Pada masa pendudukan Jepang, Rasuna Said ikut serta sebagai pendiri organisasi pemuda Nippon
Raya di Padang yang kemudian dibubarkan oleh Pemerintah Jepang.

Setelah kemerdekaan

 Rasuna Said duduk dalam Dewan Perwakilan Sumatra mewakili daerah Sumatra Barat setelah
Proklamasi Kemerdekaan. Ia diangkat sebagai anggota Dewan Perwakilan Rakyat Republik
Indonesia Serikat (DPR RIS), kemudian menjadi anggota Dewan Pertimbangan Agung setelah
Dekret Presiden 5 Juli 1959 sampai akhir hayatnya.
Setelah proklamasi kemerdekaan Indonesia 17 Agustus 1945, Rasuna bekerja dengan organisasi-
organisasi pro-republik, dan pada tahun 1947 menjadi anggota senior dan ketua bagian perempuan
Front Pertahanan Nasional.
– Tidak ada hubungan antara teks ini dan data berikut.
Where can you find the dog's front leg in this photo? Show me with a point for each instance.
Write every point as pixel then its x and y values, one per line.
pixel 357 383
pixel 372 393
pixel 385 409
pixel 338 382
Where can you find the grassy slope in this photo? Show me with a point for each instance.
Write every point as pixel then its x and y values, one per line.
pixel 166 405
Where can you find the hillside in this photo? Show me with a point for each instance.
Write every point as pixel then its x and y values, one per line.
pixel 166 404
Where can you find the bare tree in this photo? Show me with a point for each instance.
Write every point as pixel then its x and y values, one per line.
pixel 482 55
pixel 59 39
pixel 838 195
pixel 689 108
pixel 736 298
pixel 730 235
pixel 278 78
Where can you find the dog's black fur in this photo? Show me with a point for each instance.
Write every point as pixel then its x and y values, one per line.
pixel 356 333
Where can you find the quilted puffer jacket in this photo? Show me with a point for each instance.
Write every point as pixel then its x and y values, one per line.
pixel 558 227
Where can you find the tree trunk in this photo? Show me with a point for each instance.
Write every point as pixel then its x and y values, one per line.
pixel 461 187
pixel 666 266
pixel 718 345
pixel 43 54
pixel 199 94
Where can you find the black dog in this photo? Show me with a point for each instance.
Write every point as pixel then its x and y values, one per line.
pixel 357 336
Rasuna juga pernah menjadi anggota Dewan Perwakilan Sumatera,
dan pada Juli 1947 menjadi anggota Komite Nasional Indonesia Pusat (KNIP), badan legislatif
sementara. Pada tahun 1950, ia menjadi anggota Dewan Perwakilan Rakyat Sementara.
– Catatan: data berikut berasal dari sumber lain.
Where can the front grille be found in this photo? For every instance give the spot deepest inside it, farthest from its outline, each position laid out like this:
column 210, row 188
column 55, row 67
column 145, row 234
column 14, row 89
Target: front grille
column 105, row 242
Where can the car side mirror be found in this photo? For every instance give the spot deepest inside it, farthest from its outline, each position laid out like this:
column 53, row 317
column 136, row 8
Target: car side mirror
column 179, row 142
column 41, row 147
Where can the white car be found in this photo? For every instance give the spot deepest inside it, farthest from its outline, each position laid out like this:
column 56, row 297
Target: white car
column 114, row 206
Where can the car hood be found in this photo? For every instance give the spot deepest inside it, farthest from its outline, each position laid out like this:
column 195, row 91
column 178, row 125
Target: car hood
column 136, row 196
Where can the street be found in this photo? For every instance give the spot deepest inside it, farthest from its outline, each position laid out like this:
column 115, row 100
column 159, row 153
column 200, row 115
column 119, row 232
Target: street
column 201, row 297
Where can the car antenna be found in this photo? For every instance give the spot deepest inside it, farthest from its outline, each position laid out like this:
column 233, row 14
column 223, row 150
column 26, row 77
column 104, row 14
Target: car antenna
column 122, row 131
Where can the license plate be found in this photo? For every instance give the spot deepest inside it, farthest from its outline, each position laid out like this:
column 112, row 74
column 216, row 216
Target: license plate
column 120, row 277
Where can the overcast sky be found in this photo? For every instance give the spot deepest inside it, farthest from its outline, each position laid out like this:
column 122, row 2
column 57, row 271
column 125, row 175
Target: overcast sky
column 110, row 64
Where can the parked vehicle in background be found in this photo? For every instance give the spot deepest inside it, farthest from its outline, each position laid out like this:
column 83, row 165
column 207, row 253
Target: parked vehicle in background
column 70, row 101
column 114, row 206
Kampanye hak hak perempuan

 Seorang Muslim yang taat, Rasuna secara aktif berkampanye untuk hak-hak pendidikan dan
politik perempuan, percaya bahwa keyakinan reformisnya memberikan dasar untuk mengadvokasi
perempuan. Ketika dia pindah ke Padang pada tahun 1931, dia kecewa ketika mengetahui bahwa
perempuan dilarang mengenyam pendidikan dan politik aktif

Kehidupan pribadi

 Pada tahun 1929, Rasuna menikah dengan Duski Samad, seorang rekan pengajar dan aktivis
politik.
 Mereka memiliki seorang putri, tetapi pernikahan itu berakhir dengan perceraian di awal tahun
1930-an. Dia kemudian diam-diam menikah dengan Bariun AS, meskipun dia mengatakan bahwa
perjuangan kemerdekaan lebih penting daripada suaminya

Meninggal dunia

 Rasuna meninggal di Jakarta karena kanker darah pada 2 November 1965. Ia meninggalkan
seorang putri (Auda Zaschkya Duski) dan 6 cucu (Kurnia Tiara Agusta, Anugerah Mutia
Rusda, Moh. Ibrahim, Moh. Yusuf, Rommel Abdillah dan Natasha Quratul'Ain). Jenazahnya
dimakamkan di Taman Makam Pahlawan Kalibata, Jakarta Selatan.